The latest edition of Blockchain: Legal and Regulatory Guidance, published by the Law Society, Society for Computers and Law and Tech London Advocates notes the rapid growth in awareness of AI technologies in recent years. Generative AI in particular 'has reached a tipping point in capability', Vos said. 

The updated guidance - the third edition since 2020 - provides lawyers and practitioners advising on blockchain and distributed ledger technologies (DLT) with an understanding of the evolving commercial and technological issues in this area, and how they impact wider areas of litigation and the law. 

It covers a range of key issues for legal practitioners to be aware of when advising on DLT-related matters. The first part focuses on developing technologies, covering the growing types and uses of DLTs and specifically cryptoassets. The second looks at the impact of DLT on the wider landscape and the implications for areas of litigation.

The guidance, published on the day that the Financial Conduct Authority announced new rules for investments in cryptoassets, concludes that the UK has an opportunity to develop an effective and proportionate regulatory regime. 'However, the UK must act quickly to clarify its policy approach and introduce new rules where relevant in order to give the market certainty and facilitate the development of efficient and orderly markets in cryptoassets in the UK.’

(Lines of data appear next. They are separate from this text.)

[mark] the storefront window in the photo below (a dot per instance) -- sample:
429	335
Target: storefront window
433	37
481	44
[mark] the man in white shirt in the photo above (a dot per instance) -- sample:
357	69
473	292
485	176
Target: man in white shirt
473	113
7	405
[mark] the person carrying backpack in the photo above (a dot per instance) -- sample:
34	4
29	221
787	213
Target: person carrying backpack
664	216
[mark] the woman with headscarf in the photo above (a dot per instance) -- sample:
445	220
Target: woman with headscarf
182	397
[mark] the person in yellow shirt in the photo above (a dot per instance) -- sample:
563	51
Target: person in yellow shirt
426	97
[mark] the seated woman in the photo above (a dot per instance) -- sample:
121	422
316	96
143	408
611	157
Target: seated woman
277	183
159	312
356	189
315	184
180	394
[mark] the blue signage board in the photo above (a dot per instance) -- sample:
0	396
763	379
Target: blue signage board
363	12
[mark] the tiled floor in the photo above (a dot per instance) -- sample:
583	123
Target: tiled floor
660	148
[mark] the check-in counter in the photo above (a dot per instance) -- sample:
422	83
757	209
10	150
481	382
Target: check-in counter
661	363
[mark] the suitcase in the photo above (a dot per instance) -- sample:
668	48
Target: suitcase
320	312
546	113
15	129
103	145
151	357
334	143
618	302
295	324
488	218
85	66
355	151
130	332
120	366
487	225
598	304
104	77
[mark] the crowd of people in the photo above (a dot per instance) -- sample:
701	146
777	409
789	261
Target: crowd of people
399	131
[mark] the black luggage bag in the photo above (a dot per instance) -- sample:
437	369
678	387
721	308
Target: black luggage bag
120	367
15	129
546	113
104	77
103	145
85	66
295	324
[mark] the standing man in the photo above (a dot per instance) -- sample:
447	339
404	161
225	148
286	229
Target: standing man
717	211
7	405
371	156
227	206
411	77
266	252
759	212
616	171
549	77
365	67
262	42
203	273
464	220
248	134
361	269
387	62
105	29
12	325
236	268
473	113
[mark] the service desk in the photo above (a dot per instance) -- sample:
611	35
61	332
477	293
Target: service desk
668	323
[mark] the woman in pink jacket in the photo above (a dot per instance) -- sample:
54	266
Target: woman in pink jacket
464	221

Anne Rose, co-lead of London firm Mishcon de Reya’s blockchain group said the updated guidance will provide clarity around the legal implications when using blockchain and similar technologies. 'It is more important than ever that lawyers are aware of developments in emerging technologies, and their potential impacts on the way financial, property and legal services are carried out.'

The guidance is available from the Law Society’s website.